Joe Biden's War on Dishwashers Rages On
Not content with merely getting rid of Trump-era deregulation, the Biden administration is now tightening energy efficiency standards for a long list of home appliances.
Not content with merely getting rid of the Trump administration's more liberal standards, the Biden administration has proposed strict new energy efficiency rules for dishwashers.
On Friday, the Department of Energy proposed a sweep of energy efficiency standards affecting electric motors, vending machines, and dishwashers that it says will collectively save Americans $652 million in utility bills every year.
"This Administration is using all of the tools at our disposal to save Americans money while promoting innovations that will reduce carbon pollution and combat the climate crisis," said U.S. Secretary of Energy Jennifer Granholm in a press release.
Including Friday's proposed changes, the administration has proposed tightening energy efficiency standards for 16 product categories, including many home appliances. The DOE has opened or finalized rules on microwave ovens, normal ovens, refrigerators, and laundry machines in just the last few months.
"We're seeing costs of new products going up dramatically," says Jill Notini of the Association of Home Appliance Manufacturers (AHAM). "The food we are putting in the refrigerator is costing a lot more than it did a year or two ago. Now we're telling consumers not only is your food going to cost more, but your refrigerator will also cost you more."
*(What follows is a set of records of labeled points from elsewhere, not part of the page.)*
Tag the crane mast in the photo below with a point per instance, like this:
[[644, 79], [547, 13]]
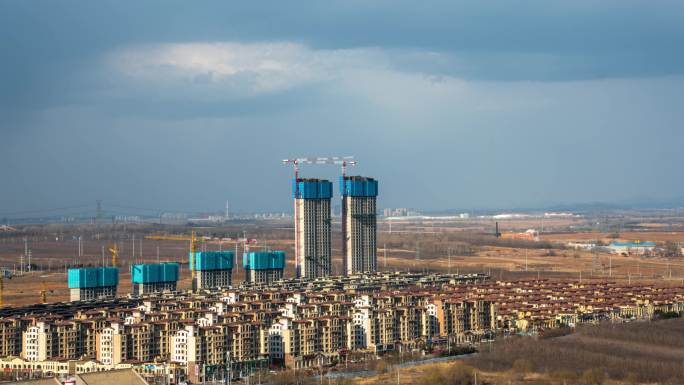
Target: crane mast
[[334, 160]]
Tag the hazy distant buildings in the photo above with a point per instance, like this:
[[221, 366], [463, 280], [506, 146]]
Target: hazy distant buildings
[[312, 227], [359, 224]]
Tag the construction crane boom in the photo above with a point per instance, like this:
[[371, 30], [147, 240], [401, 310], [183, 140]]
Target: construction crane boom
[[343, 161], [114, 250]]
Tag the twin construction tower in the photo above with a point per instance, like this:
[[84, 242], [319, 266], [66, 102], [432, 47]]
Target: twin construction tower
[[313, 235]]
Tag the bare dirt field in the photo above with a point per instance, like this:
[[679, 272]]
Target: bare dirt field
[[442, 249]]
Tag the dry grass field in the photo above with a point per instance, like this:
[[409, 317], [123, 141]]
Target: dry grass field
[[443, 248]]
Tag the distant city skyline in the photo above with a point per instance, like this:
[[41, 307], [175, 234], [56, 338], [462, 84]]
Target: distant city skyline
[[450, 105]]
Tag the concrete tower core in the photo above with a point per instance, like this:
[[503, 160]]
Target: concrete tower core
[[359, 232], [312, 227]]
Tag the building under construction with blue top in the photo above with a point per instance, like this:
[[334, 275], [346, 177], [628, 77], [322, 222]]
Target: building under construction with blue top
[[212, 269], [154, 277], [263, 267], [312, 227], [359, 224], [91, 283]]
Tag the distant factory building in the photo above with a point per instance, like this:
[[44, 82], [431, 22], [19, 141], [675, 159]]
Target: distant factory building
[[312, 227], [213, 269], [263, 267], [635, 247], [154, 278], [359, 224], [86, 284]]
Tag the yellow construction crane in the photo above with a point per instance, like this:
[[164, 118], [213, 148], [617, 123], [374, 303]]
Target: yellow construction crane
[[193, 247], [43, 294], [114, 250]]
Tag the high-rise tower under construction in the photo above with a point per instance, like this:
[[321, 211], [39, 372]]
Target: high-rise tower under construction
[[359, 224], [312, 227]]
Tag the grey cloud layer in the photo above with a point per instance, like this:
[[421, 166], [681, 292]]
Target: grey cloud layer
[[503, 104]]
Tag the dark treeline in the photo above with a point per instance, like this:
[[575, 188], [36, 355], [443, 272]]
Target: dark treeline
[[640, 351]]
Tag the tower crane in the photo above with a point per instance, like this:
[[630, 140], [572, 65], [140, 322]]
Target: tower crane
[[344, 161], [43, 293], [114, 250]]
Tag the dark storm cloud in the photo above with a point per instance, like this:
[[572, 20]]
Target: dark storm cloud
[[502, 103]]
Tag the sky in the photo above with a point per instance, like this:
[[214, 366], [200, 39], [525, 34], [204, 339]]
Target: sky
[[182, 106]]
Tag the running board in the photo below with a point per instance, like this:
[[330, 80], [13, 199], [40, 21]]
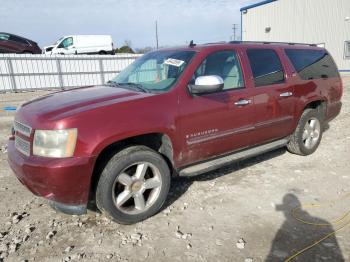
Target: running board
[[210, 165]]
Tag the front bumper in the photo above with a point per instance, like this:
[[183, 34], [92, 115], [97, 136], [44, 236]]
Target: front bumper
[[64, 182]]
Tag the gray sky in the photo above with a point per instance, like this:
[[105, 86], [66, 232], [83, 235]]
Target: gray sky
[[179, 21]]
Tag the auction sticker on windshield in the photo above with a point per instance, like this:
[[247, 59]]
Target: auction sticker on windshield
[[174, 62]]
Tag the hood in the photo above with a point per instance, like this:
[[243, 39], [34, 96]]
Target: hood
[[63, 104]]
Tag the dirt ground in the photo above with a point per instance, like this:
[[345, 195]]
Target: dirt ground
[[238, 213]]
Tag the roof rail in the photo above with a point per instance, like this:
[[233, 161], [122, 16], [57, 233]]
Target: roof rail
[[263, 42]]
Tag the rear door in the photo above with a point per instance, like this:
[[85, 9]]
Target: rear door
[[273, 95], [217, 123]]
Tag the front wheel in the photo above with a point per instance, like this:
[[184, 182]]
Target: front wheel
[[134, 185], [308, 134]]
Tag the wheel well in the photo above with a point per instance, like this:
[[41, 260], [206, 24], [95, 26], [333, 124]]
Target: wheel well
[[156, 141], [320, 105]]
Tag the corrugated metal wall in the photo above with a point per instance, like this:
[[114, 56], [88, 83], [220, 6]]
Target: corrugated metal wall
[[304, 21]]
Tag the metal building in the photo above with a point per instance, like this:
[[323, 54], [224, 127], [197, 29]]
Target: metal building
[[322, 22]]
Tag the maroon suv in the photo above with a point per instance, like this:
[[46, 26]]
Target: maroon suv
[[173, 112], [10, 43]]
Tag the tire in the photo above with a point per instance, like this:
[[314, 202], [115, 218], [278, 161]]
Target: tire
[[305, 139], [129, 174]]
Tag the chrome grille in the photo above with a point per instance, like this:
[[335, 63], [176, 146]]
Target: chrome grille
[[22, 145], [22, 128]]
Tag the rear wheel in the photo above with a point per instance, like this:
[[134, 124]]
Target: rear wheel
[[308, 134], [134, 185]]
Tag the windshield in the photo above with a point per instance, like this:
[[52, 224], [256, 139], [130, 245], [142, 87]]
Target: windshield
[[155, 71]]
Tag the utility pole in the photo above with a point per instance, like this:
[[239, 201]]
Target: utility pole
[[234, 28], [157, 34]]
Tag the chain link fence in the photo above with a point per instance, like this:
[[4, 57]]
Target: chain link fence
[[39, 72]]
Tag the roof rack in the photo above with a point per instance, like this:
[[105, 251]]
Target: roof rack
[[262, 42]]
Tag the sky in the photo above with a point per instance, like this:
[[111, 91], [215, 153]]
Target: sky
[[179, 21]]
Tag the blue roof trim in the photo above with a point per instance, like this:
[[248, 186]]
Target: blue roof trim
[[257, 4]]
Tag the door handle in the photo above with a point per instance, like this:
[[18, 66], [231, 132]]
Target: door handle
[[286, 94], [243, 102]]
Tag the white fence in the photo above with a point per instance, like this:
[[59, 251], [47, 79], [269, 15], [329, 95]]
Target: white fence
[[28, 72]]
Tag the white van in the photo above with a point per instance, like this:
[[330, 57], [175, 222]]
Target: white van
[[81, 44]]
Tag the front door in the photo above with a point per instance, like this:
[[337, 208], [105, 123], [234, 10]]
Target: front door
[[217, 123], [273, 94], [66, 47]]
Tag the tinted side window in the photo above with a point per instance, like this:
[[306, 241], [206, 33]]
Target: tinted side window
[[224, 64], [266, 67], [312, 64]]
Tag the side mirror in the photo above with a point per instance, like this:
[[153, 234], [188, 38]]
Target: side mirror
[[206, 85]]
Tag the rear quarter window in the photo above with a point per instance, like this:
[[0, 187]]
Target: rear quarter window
[[312, 64], [266, 67]]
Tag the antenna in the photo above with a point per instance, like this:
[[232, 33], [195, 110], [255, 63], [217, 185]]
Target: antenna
[[157, 34], [192, 44]]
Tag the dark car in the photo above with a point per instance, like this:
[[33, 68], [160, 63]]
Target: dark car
[[173, 112], [10, 43]]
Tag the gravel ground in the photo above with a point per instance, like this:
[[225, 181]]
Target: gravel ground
[[238, 213]]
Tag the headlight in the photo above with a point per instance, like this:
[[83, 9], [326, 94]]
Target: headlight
[[55, 143]]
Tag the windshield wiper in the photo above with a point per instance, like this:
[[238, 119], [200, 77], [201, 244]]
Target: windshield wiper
[[130, 85]]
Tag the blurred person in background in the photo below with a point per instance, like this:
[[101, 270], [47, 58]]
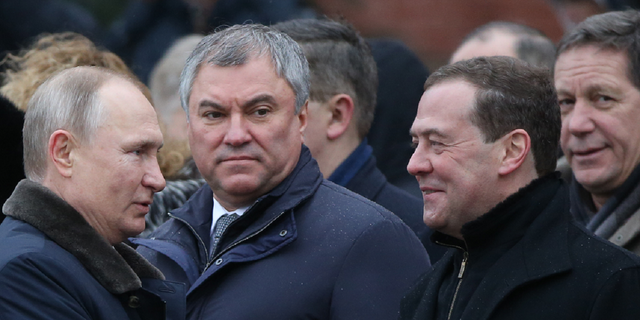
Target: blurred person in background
[[341, 108], [501, 38]]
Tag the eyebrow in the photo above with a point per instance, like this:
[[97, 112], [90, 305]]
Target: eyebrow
[[256, 100], [259, 99], [146, 144], [428, 132]]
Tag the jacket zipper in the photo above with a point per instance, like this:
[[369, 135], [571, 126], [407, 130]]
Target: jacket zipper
[[241, 240], [463, 267], [193, 231]]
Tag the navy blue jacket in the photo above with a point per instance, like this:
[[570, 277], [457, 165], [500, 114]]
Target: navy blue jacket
[[53, 265], [309, 249], [360, 174], [527, 259]]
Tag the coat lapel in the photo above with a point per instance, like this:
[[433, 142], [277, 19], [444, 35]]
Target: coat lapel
[[529, 260]]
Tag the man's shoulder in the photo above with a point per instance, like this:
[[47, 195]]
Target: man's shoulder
[[334, 204], [599, 254], [341, 196], [21, 243]]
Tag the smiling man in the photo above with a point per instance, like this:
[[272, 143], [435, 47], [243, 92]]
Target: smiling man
[[486, 135], [90, 144], [599, 93], [268, 237]]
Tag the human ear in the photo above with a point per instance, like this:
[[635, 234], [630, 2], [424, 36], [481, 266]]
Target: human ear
[[342, 108], [303, 118], [517, 145], [61, 146]]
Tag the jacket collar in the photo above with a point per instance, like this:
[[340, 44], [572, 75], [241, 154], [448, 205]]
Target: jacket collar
[[543, 249], [118, 269], [300, 184]]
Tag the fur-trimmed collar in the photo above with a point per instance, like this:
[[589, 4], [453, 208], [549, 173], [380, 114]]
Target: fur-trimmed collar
[[118, 268]]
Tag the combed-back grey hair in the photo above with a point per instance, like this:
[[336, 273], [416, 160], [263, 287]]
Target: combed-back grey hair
[[340, 61], [619, 30], [237, 45], [511, 94], [68, 100], [531, 44]]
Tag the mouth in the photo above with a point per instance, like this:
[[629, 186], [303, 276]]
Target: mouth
[[585, 153], [143, 206], [238, 158], [427, 190]]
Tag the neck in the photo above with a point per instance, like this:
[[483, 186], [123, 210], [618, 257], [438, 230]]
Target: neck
[[335, 153]]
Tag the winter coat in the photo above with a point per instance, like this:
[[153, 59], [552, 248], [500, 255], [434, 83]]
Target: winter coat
[[527, 259], [54, 265], [371, 183], [619, 218], [309, 249]]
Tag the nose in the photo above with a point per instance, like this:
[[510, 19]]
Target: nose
[[153, 177], [579, 121], [420, 163], [237, 133]]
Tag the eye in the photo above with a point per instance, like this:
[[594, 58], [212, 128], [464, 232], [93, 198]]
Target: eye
[[566, 105], [261, 112], [212, 115]]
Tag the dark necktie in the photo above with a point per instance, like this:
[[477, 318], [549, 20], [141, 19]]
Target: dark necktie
[[221, 225]]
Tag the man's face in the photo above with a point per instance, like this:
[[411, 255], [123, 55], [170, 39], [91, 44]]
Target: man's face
[[454, 167], [116, 174], [244, 134], [600, 118]]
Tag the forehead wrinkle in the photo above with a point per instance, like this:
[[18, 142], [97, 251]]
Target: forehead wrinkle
[[268, 98]]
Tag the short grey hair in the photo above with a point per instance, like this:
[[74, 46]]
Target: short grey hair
[[238, 44], [531, 45], [68, 100], [340, 61], [618, 31]]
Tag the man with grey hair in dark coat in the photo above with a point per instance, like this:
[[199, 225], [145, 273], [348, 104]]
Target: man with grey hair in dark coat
[[267, 237], [90, 145], [597, 76], [486, 136]]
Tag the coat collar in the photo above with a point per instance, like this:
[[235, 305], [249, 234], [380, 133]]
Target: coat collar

Meeting DOE standards will cost manufacturers $2.5 billion, according to AHAM's aggregation of the DOE's own cost estimates. That figure doesn't include the costs of the latest dishwasher mandates.
The department estimates that consumers will save $3 billion over the next 30 years, or $100 million per year, on their utility bills thanks to the rougher rules. That's a pretty small per capita savings when spread across the 89 million dishwasher-owning households.
The Biden administration is pushing appliance regulation in the opposite direction of where it was headed under former President Donald Trump, who took a particular, personal interest in liberating American households from performance-worsening appliance rules, including those affecting dishwashers.
"The dishwashers, they had a little problem. They didn't give enough water, so people would run them 10 times, so they end up using more water. And the thing's no damn good. We freed it up," said Trump on the campaign trail in October 2020.
Research performed by the free market Competitive Enterprise Institute found that dishwasher cycle times have steadily increased to meet ever-tighter energy efficiency standards requiring machines to use less water and electricity. Manufacturers have met these standards by having machines recirculate less water throughout a longer wash cycle.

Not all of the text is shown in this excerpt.